The Silver Conductive inks are highly conductive,have a low sintering temperature T (<150°C), and are available for spray, digital and screen printing. The Silver Conductive inks have excellent resistance to scratches, good adhesion on glass, glass/ITO, and are compatible with most flexible substrates.

The Zinc Oxide Semi Conductive inks are an alternative to sputtered ZnO, and have an easy deposit at room temperature, with no need for a glove box. They are available for spray, digital and screen printing as well.

Genes’Ink’s Fluorescent Security Ink is specifically designed for high speed digital printing applications and offers high security properties, as it is extremely difficult to copy because of the unique technology.
The RFID Ink is available for digital or screen printing, and has a low sintering T (<150°C). It is compatible with most flexible substrates, including Teslin, provides excellent results with photonic curing and is available with different metal content.

Overall, Genes’Ink sees excellent potential for printed electronics in the coming years.

“We see it as huge, with a potential of several billion dollars,” Genes’Ink’s lab member said. “Genes’Ink is in screen and digital solvent inks, with the security inks being water-based as well. For digital inks, the ink is compatible with most printheads. Genes’Ink is about to launch a new set of inks in OLED and a line of UV and LED inks for the printed electronics industry.

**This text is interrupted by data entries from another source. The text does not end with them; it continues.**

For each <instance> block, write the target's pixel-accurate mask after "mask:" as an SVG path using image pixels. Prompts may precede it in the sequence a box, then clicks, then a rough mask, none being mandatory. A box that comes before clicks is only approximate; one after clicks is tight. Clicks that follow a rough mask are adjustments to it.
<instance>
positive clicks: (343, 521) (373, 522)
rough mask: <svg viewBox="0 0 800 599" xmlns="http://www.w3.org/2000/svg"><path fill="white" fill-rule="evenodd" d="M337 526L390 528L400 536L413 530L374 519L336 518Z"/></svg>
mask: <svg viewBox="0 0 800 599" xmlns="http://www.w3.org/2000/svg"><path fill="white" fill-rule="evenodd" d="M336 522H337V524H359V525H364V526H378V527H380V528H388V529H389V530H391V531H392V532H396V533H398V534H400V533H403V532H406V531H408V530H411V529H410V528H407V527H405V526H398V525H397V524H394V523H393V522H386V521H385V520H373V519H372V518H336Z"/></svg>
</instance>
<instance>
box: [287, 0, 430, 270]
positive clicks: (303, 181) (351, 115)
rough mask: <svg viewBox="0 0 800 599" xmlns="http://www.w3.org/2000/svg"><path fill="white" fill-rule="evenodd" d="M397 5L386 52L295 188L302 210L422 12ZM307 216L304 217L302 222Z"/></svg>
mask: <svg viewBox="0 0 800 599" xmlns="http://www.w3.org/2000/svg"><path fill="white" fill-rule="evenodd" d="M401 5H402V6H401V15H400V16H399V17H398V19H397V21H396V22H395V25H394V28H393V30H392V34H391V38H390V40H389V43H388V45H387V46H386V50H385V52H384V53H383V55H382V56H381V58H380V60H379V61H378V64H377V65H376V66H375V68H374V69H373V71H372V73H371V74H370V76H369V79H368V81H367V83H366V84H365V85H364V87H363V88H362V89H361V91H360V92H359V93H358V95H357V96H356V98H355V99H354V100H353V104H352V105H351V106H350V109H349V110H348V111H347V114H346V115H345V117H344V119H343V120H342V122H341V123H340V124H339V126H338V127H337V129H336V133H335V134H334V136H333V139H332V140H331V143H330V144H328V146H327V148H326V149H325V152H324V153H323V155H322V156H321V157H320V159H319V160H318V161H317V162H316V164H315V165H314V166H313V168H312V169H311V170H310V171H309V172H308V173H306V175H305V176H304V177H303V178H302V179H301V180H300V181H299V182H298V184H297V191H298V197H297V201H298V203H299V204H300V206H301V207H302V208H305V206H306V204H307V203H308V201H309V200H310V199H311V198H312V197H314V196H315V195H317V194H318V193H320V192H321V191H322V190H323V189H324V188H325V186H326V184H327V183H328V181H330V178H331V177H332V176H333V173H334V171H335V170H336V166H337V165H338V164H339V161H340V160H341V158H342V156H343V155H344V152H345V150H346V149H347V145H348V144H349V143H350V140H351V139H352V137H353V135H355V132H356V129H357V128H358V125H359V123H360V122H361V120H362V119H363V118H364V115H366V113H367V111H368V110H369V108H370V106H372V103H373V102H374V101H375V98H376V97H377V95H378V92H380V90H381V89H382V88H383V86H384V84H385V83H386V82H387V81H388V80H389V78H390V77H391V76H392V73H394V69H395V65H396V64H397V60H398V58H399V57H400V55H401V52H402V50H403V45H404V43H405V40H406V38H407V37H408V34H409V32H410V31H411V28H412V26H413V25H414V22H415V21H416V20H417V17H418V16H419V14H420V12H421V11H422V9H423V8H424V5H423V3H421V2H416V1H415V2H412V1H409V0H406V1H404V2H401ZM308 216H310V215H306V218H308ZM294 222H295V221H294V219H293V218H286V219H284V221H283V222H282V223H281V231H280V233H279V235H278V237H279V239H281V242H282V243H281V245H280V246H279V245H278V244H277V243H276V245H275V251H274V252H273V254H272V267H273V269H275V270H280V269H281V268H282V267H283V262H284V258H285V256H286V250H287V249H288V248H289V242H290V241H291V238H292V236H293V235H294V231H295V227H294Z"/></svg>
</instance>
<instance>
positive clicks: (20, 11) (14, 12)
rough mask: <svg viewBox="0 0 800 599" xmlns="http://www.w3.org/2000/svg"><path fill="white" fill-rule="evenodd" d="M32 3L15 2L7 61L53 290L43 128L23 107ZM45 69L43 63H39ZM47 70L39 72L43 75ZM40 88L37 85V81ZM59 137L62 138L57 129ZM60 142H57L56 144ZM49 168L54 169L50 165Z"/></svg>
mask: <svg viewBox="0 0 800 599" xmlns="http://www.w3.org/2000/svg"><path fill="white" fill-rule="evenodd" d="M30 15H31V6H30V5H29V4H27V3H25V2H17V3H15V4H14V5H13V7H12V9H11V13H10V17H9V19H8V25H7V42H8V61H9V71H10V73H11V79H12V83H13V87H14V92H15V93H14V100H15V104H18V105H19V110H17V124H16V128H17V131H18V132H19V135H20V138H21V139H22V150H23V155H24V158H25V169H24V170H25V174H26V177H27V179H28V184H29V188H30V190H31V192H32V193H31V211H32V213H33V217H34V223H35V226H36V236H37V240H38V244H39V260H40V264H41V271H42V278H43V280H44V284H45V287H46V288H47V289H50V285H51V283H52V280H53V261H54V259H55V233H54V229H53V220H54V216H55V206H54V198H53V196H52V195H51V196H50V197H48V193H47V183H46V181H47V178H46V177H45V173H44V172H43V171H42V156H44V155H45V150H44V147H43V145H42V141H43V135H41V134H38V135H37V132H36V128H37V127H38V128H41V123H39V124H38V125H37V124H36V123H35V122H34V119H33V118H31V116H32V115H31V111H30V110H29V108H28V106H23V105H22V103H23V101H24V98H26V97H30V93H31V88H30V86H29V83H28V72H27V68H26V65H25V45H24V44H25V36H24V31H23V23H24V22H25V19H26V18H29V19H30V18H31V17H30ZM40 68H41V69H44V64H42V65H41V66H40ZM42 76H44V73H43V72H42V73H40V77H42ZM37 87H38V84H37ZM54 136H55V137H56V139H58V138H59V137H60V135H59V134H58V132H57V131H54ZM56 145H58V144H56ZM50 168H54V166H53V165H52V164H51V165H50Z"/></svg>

“In terms of printing processes, we are developing flexo and gravure inks for printed electronics, and long term we see our inks on offset machines,” they added. “We see a rebound of the solar industry, which will come from France with some new technology. Overall we are very confident about the potential and in developing inks that meet industry needs and are more technologically advanced in terms of performance.”